Among the most common violations found are converting basements — originally designed for parking or building services — into makeshift storage areas, said Ibrahim Ayad Al-Azmi from the municipality's Engineering Audit and Follow-up Department.
'These spaces are meant to serve residents, either as parking or service facilities, but we're finding them packed with furniture, chemicals, paints, and even food products stored without refrigeration,' he told KTV news channel. 'All of this violates safety regulations.' Al-Azmi warned that such storage practices heighten fire risks, especially when flammable materials are involved. Even food storage poses hazards, he said, due to lack of cooling and fire safety systems.
A KTV news report last week showed a basement designated for car parking in an investment property used for storing construction materials, including wood panels and ceramic doors.
'Wood in particular poses serious risks in case of fire, making it difficult for firefighters and municipal authorities to protect residents,' Suleiman Al-Otaibi, an engineer from the same department at the Mubarak Al-Kabeer Municipality, told a KTV reporter at the scene.
'The misuse of the basement also affects the building's residents, forcing them to park their cars in the street or the sidewalk, causing congestion.' Al-Azmi said the parking situation puts extra pressure on traffic authorities, who must issue citations for illegal parking, 'and compromises safety for everyone.'
The municipality is working closely with the General Fire Force to address the problem. 'About 80 percent of owners respond to warnings and remove violations immediately to avoid penalties,' Al-Azmi said. The remaining 20 percent either apply for corrective permits or are ordered to remove the modifications entirely.

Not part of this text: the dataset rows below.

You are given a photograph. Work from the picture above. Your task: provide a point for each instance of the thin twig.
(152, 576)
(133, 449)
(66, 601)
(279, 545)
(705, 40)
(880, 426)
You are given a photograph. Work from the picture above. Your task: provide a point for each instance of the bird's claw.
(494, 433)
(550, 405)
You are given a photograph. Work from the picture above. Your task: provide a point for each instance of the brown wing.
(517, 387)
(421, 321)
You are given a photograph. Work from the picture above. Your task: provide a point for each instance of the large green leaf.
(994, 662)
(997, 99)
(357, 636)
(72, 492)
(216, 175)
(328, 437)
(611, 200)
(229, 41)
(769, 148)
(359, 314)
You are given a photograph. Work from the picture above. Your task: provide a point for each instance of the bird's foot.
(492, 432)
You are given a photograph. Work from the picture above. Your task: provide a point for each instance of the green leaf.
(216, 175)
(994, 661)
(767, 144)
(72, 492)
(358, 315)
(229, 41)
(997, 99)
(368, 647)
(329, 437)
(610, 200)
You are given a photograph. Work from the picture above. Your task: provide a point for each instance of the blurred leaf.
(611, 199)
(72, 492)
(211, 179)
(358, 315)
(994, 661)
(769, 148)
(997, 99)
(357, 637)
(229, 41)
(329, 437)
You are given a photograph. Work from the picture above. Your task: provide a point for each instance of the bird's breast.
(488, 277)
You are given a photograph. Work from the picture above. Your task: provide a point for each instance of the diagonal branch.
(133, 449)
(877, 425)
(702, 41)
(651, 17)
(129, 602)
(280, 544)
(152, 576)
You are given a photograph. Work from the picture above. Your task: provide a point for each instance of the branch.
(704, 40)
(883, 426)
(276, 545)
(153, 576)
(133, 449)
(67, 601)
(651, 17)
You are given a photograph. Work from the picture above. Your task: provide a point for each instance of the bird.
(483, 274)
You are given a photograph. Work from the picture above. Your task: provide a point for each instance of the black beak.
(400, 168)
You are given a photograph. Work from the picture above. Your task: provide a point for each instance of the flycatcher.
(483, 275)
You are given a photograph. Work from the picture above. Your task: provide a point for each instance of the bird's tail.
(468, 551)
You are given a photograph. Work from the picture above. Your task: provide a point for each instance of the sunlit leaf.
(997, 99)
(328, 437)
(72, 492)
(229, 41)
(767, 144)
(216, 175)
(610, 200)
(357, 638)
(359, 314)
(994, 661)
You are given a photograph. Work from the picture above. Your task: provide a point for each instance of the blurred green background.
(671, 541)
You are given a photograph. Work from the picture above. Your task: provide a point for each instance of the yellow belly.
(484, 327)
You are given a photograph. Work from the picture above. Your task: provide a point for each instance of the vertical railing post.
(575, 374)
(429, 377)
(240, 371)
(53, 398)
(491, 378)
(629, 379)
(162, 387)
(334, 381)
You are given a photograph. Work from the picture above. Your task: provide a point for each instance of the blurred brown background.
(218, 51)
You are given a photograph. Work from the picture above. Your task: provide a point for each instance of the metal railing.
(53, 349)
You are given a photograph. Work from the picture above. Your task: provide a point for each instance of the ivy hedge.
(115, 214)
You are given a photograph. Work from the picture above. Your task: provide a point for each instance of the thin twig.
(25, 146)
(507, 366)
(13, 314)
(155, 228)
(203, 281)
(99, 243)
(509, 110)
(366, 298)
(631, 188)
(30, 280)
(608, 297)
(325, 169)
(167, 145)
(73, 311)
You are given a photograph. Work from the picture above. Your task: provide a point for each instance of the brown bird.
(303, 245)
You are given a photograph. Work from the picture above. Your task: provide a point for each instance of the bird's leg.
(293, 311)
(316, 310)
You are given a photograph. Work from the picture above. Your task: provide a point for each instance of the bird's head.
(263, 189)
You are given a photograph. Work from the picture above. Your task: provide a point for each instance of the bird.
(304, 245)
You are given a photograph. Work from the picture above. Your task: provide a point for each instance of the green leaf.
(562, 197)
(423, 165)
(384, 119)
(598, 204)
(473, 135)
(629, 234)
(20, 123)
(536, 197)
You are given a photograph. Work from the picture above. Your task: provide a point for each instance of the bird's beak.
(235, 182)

The basement issue is part of a wider set of violations the municipality regularly encounters in both private housing and investment properties.
Private residential areas are low-density zones reserved for single-family housing, primarily intended for Kuwaiti citizens, where land is distributed through the country's housing welfare program. In contrast, investment housing areas feature multi-unit buildings — such as apartments, duplex villas, and studios — designed for rental or ownership across all floors. In private housing, the most common infractions include exceeding the permitted building size, adding extra floors and dividing properties into multiple rental units — sometimes renting them for single men — which Al-Azmi said can pose social and security concerns. The issue was glaring in Sabah Al-Salem, where Mubarak Al-Kabeer Municipality officials uncovered a rooftop converted into six apartments for single men. 'Older properties frequently have such rooftop encroachments, with unauthorized partitions made from light materials,' said Saqer Al-Enezi, another municipal official.
In investment housing, basement conversions top the list, along with unlicensed construction of extra apartments in ground-floor parking areas.
Al-Azmi also pointed out a common violation: barricading sections of government-owned desert lots to use for private parking. The practice reflects a shortage of designated spaces for tenants, even though law requires each apartment in investment properties to have at least one parking spot, Al-Azmi reminded.